Auntie Mame rang off and spread her arms dramatically. “Ah, my little love, isn’t it divine! Here I have you and all of Europe to show you before you go off to college—an aware, attractive young escort with whom I can share the more gracious culture of an older and wiser civilization. You and Europe and Vera, too. Oh, Patrick, I simply feel it in my bones—this is going to be the most wonderful summer of my whole life! Now where in hell is the waiter with my drink and what’s keeping Vera?”
There was a tap at the door and both Vera and the waiter entered, although Vera had managed to sweep Auntie Mame’s sidecar off the tray and had half finished it.
“Darling!” Auntie Mame said.
“Dulling!” Vera said.
Vera Charles needs no introduction to anyone who ever went to the theater between the Civil and Korean wars. She was a fabulous clothes horse, an absolute star, and is said to have killed off more producers than alcohol, heart disease, and suicide put together. She was also my Auntie Mame’s best friend most of the time. Today she was looking very Parisian in a Molyneux suit, pearls, fox furs, a hennaed upsweep, and a face that was at least ten years younger than the one I’d seen her wearing two years earlier.

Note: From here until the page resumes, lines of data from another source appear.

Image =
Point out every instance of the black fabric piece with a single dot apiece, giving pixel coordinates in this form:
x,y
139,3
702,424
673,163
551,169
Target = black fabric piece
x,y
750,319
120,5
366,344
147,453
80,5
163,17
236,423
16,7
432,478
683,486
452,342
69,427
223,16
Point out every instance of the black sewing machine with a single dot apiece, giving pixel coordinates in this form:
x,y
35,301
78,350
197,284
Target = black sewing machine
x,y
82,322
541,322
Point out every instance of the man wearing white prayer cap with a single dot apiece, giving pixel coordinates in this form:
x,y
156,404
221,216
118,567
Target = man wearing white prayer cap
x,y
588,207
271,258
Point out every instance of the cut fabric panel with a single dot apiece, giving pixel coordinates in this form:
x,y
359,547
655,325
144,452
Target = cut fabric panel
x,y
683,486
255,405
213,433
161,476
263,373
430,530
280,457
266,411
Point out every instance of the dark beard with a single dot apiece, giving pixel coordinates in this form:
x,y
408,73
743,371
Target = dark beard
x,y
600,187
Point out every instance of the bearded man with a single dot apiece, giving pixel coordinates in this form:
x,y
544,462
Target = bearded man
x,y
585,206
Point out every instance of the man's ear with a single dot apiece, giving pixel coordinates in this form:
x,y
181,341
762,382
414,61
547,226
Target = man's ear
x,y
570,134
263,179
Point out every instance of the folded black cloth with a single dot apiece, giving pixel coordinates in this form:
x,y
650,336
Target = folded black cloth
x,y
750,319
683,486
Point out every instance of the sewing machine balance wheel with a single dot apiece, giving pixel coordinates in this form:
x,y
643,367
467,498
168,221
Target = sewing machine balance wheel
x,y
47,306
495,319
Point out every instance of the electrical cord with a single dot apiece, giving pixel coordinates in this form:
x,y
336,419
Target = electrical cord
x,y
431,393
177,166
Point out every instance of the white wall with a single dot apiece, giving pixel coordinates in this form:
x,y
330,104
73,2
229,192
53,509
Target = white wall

“Mame, dulling,” Vera said dramatically, “what a pity you missed my conquest of London, but now yoah heah in Peddiss to see me wow these frogs.” Vera was born and brought up in Pittsburgh, but she spoke with such a determined Mayfair elegance that not even the English could understand much of what she was saying. This may or may not have accounted for her enormous success on the London stage. The ladies embraced once more and rubbed their cheeks together and then Vera got down to cases.
By cases I mean that Vera talked exclusively about Vera for the next half hour. She told us how she had been a sensation in London and the darling of Palace circles; how they had begged her to come to Paris as a special feature of the Exposition Summer, presumably to add a little luster to such unknown performers as Noël Coward, Yvonne Printemps, Sacha Guitry, Maurice Chevalier, and Josephine Baker, who were all playing in Paris that season. The waiter reappeared with a tray covered with sidecars and as the ladies drank, Vera grew more and more expansive.